我睡到半夜被一阵窸窸窣窣的声音弄醒以为家里闹鬼了甚至有更诡异的念头,就是本川半夜搁那跳舞,睁开眼看见床头柜上的小夜灯亮着,银本川缩在床边,整个人像一只煮熟的虾,膝盖蜷到胸口,一只手捂着肚子,另一只手还攥着手机,屏幕上是某个吃播的视频,画面里正有人大口吃着一碗火红色的辣炒年糕…
"……?"我坐起来,伸手碰了碰他额头。全是冷汗。"我去本川吃了多少?!"
他抬起左眼看着我,眼神飘忽,嘴角还有一点辣条的红油没擦干净。他张了张嘴,声音像砂纸磨过的:"没吃多少就一个三明治,两包薯片……半袋辣条,然后吃了一小盒冰淇淋解渴用的…。"
冰淇淋解渴这一说法把我逗乐了我看了一眼床头柜——果然,三明治的包装纸、薯片的空袋子、辣条撕开的口子、冰淇淋盒子里还剩个底儿,大勺子插在融化了一半的奶白色液体里但那玩意儿明显不是一小盒快有他腰粗了吧?一大桶冰淇淋是我们俩在中百仓储买的商用冰淇淋…我叹了口气,下床给他找胃药。他躺在被子里哼哼唧唧,整个人蜷成一团还乱打滚,露出来的后颈全是汗。
"格同,我错了。"
"你没错。是这个冰淇淋的错,他应该是魔法冰淇淋突然变了这么大一罐吧"
“……”
我倒了温水,扣了药片,坐回床边把他扶起来。他靠在我肩上像个害羞的小闺女一样看都不看我一眼,张嘴把药含在嘴里,作为一个吃药困难户他整整喝了三杯水,然后又蜷回去继续当他的虾。我帮他把被子盖好,把那些零食残骸收拾干净,扔进厨房垃圾桶。回到床边的时候他已经迷迷糊糊快要睡着了,手指还攥着我睡衣的下摆差点把我整个衣服扒了。我在他旁边躺下来,侧过身,把手覆在他捂着肚子的那只手上,掌心贴着他的手背,热量慢慢透过去。他哼了一声,往我这边蹭了蹭,脸埋进我胸口。鼻息喷在我锁骨上,很烫。
"明天还要去买盖头。"他闭着眼说。
"嗯。"
"我起得来。"
"你起不来。"
“……”
他没再说话。过了大概三秒,鼻息均匀了,睡着了。
我醒的时候是上午九点说实在的,我也没想到自己能起这么晚平常就算和本川搞到凌晨我也能七点就起床今天居然睡到了九点着实难得。窗帘缝里漏进来的光已经是白的偏黄了,说明太阳升了老高。我转头看旁边——银本川还在睡,整个人趴着,脸埋在枕头里,露出一只耳朵和半截后颈。头发乱得像被风吹过的草垛,呼吸倒是平稳的,肚子大概是不疼了。我没叫醒他,轻手轻脚下了床去像做贼一样去洗漱。路过客厅的时候看了一眼茶几,他昨晚写稿的电脑还开着,屏幕已经暗了,我按了一下空格键,亮起来的是他写的那段——沈黛站在药柜前面挑绷带,只要一千多字了看的出来,昨天一晚上光吃零食去了,我关掉屏幕,去厨房煮了粥等这只小猪睡醒。

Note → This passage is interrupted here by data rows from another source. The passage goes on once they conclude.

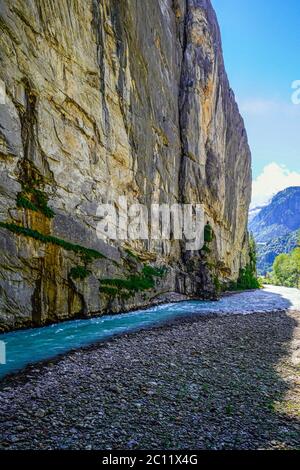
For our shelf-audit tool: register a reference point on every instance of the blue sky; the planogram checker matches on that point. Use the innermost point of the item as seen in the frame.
(261, 46)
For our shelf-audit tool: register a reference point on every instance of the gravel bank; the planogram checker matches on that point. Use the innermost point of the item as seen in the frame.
(206, 383)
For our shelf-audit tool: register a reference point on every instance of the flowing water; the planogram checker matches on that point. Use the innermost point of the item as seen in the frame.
(24, 347)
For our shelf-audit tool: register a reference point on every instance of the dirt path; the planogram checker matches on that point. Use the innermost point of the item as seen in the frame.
(206, 383)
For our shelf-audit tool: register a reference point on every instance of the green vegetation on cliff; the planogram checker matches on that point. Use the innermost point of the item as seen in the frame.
(88, 254)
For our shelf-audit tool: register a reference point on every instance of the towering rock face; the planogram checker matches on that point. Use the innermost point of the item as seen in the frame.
(106, 98)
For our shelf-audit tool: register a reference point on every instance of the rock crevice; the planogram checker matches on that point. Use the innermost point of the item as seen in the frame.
(106, 99)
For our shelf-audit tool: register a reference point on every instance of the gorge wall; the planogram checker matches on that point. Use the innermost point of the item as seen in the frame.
(106, 98)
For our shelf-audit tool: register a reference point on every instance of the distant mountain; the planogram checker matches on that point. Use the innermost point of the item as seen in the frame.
(275, 227)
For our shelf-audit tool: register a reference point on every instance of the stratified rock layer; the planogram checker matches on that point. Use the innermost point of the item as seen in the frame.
(106, 99)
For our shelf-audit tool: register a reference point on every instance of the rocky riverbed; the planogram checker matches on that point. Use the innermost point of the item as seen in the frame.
(226, 382)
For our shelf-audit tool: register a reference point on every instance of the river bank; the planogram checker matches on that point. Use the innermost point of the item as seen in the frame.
(204, 383)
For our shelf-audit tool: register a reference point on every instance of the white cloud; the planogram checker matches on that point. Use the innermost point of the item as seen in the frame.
(273, 179)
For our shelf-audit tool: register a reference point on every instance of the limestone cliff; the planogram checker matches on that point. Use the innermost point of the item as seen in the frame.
(106, 98)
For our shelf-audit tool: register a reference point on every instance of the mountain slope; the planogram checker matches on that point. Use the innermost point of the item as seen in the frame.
(276, 226)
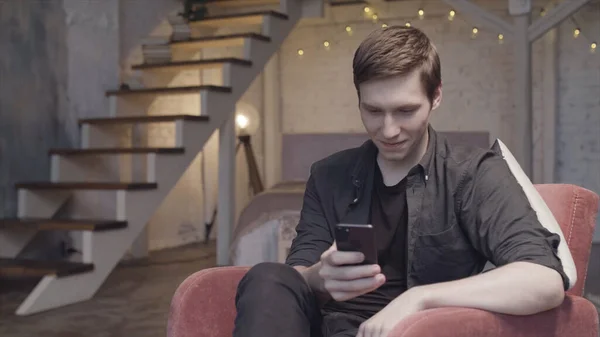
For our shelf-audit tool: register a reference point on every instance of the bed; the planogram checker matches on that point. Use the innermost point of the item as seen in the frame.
(266, 226)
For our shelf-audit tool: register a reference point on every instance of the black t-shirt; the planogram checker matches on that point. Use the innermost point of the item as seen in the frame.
(389, 218)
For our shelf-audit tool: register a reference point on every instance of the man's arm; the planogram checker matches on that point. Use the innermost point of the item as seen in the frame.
(518, 288)
(313, 237)
(501, 225)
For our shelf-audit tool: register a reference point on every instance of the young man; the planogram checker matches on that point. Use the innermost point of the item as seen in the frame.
(439, 212)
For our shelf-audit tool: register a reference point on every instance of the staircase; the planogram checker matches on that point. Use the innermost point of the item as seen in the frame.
(106, 241)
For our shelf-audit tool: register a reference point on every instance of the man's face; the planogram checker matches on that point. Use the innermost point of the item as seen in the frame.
(395, 112)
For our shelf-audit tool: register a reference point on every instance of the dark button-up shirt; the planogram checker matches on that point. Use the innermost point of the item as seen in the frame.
(464, 208)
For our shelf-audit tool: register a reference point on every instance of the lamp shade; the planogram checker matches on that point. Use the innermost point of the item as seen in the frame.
(247, 119)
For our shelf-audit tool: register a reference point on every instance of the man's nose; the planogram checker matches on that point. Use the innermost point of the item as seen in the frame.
(390, 128)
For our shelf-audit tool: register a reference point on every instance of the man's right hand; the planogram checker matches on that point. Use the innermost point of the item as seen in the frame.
(344, 280)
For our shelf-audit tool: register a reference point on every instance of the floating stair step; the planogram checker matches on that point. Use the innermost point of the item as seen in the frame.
(167, 91)
(35, 268)
(218, 41)
(241, 3)
(250, 18)
(85, 186)
(141, 119)
(131, 150)
(63, 224)
(192, 65)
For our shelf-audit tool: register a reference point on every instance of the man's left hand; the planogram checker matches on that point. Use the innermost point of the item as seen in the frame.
(382, 323)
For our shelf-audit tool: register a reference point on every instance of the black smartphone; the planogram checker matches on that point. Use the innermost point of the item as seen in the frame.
(357, 238)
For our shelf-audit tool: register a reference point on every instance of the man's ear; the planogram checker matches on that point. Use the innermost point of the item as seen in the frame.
(437, 100)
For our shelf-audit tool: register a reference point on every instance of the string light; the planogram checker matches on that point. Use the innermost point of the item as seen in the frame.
(451, 15)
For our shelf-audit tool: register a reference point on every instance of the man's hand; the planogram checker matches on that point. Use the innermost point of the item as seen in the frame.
(342, 280)
(382, 323)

可这位猪醒的时候一点都过了半小时了。我听见卧室里传来一声闷闷的哼唧,然后是翻身时被子摩擦的沙沙声。我像古代公公一样端着粥走到皇上卧室门口,看见他正挣扎着从被子里坐起来,头发翘得更厉害了,左眼半睁着,右眼还闭着——他刚醒的时候右眼总是慢半拍睁开,像那只眼睛本来就看不见了,所以干脆懒得睁。他揉了揉肚子,然后看见我站在门口端着粥,眨了两下左眼,说:"几点了?"
"禀告皇上已经是午时十二点零七分。皇上,您要是再不起床就长蘑菇了。"
他整个人僵了一秒。然后像被弹簧弹起来一样猛地从床上坐直——结果起太猛了,眼前一黑,整个人又倒回去,后脑勺砸在枕头上,发出一声闷响。
"慢点皇上注意您龙体健康。"我走过去把粥放在床头柜上,扶着肩膀把他半拉起来。他靠在我身上,额头抵着我下巴,声音闷闷的带着刚睡醒的沙哑:"格公公盖头……店会不会关门了?"
"下午才关门。先喝粥,你小子还真扮上瘾了是吧?"
他乖乖地低头喝粥我一直在笑,我真怕他把自己呛死,喝了几口抬起头说:"我今天一定要买到盖头。"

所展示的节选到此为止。